Iraqi forces appear to have made quick early progress.
US Army Col. Ryan Dillon, spokesman for Operation Inherent Resolve, said on September 21 that Iraqi Security Forces had cleared 11 villages and completed the first phase of operations against Hawija.
Iraqi Joint Operations Command field commander Gen. Abdul Amir Yarallah echoed that assessment a few days later, saying government troops had been supported by the Popular Mobilization Forces, which are mainly Shiite militias. Iraqi commanders said over 200 militants had been killed in the offensive in the area.
Operations in Hawija began two days after Iraq forces moved against roughly 1,500 to 2,500 ISIS fighters holding out in western Anbar province, which makes up most of western Iraq.
Ramadi and Fallujah and other parts of the lower Euphrates River Valley were under Iraqi government control, Sofge told Business Insider, but the upper and middle parts of the valley — including Abu Kemal on the Syrian side of the border and Al Qaim on the Iraqi side, as well as Rawa, east of Al Qaim — were "still infested with ISIS."
Asked about the reasons for mounting campaigns against ISIS in both Hawija and Anbar at a time when hard fighting in Mosul had reportedly left Iraqi Security Forces depleted, Dillon emphasized that it was an Iraqi decision and echoed Sofge's comments about confidence in their ranks.
"They've already made significant progress" in Hawija, Dillon said on September 21.
"So at the initial stages ... these offensive operations in Anbar and also in Hawija, they have already shown success" and look "very promising," Dillon told reporters.
Dillon predicted that after quick Iraqi victories in western Anbar, the battle for Hawija would be "hard fighting," but political factors on the ground look likely to complicate things in central Iraq.

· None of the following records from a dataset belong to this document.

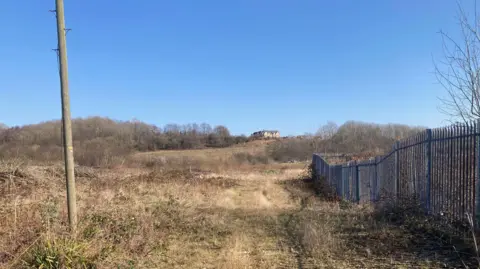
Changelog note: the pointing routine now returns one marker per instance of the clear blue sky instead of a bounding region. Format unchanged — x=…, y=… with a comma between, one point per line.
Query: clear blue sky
x=247, y=64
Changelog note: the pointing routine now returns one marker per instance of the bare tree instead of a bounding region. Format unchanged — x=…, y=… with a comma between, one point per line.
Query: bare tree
x=459, y=70
x=328, y=130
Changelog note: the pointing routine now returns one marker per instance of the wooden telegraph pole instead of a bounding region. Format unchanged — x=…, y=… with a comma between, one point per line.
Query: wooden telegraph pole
x=66, y=117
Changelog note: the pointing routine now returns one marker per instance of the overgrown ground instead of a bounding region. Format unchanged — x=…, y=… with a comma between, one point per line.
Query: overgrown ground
x=240, y=216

Hawija is in an area disputed by the Iraqi government in Baghdad and the leaders of the Iraqi Kurdish autonomous region in north Iraq. While Iraq sees it as part of its national territory, Iraqi Kurds want the area to be part of their semi-autonomous region in the north.
The Iraqi Kurdish region held a non-binding referendum on whether to seek independence on Monday, which Iraq's central government has rejected. The US also called on Iraqi Kurdish leaders to cancel the vote, and Turkey and Iran, which have their own restive Kurdish populations, were strongly opposed.
Turkish President Recep Tayyip Erdogan threatened military intervention and sanctions, and Iraqi troops joined Turkish military exercises near their shared border.
The vote showed overwhelming support for a split, and the Kurdish region's president has called for "dialogue" with Baghdad, which has ruled out any talks about secession.
Dillon said the referendum had been a distraction, but he and Sofge said military operations against ISIS were, for the time being, somewhat insulated from Iraqi domestic political affairs — both the Kurdish vote and Iraqi national elections slated for next year.
Dillon said Iraqi Security Forces were still in contact with the Iraqi Kurdish Peshmerga around Hawija. The Peshmerga was not part of the advance, he said, but was likely to play a role in killing and capturing fleeing ISIS fighters.
"I think the act of being involved in the war and working closely together at the military level and being ... unified in and dedicated to the defeat of ISIS in this country allows some of the undeniable political activity going on to happen above, to not have that direct an impact ... where the Iraqi Security Forces and their coalition partners are operating," Sofge told Business Insider.